Run a Large Language model (LLM) chatbot on Arm servers

Run a Large Language Model (LLM) chatbot with PyTorch using KleidiAI on Arm servers

Log an issue

Fork and edit

Discuss on Discord

Run a Large Language Model (LLM) chatbot with PyTorch using KleidiAI on Arm servers

Before you begin

The instructions in this Learning Path are for any Arm server running Ubuntu 24.04 LTS. You need an Arm server instance with at least 16 cores and 64GB of RAM to run this example.
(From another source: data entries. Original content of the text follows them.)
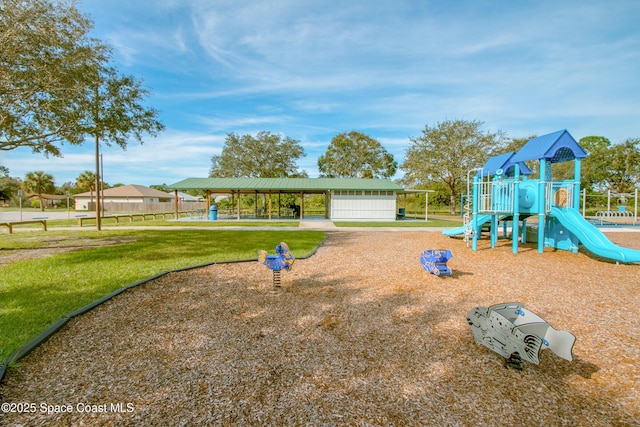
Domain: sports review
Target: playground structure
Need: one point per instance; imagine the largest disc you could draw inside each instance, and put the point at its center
(504, 192)
(435, 261)
(282, 261)
(517, 334)
(622, 215)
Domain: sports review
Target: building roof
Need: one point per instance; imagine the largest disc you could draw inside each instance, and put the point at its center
(556, 147)
(503, 161)
(284, 184)
(134, 191)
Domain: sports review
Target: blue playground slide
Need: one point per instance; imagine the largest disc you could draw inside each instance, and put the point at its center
(460, 230)
(592, 238)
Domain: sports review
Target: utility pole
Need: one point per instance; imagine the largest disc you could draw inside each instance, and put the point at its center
(98, 220)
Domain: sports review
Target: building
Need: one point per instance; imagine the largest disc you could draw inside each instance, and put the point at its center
(346, 199)
(126, 197)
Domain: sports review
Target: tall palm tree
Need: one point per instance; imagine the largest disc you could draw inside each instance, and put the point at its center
(39, 183)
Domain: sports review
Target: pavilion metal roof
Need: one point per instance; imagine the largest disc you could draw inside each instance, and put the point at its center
(284, 184)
Configure disk storage up to at least 50 GB. The instructions have been tested on an AWS Graviton4 r8g.4xlarge instance.

Overview

Arm CPUs are widely used in traditional ML and AI use cases. In this Learning Path, you learn how to run generative AI inference-based use cases like a LLM chatbot using PyTorch on Arm-based CPUs. PyTorch is a popular deep learning framework for AI applications.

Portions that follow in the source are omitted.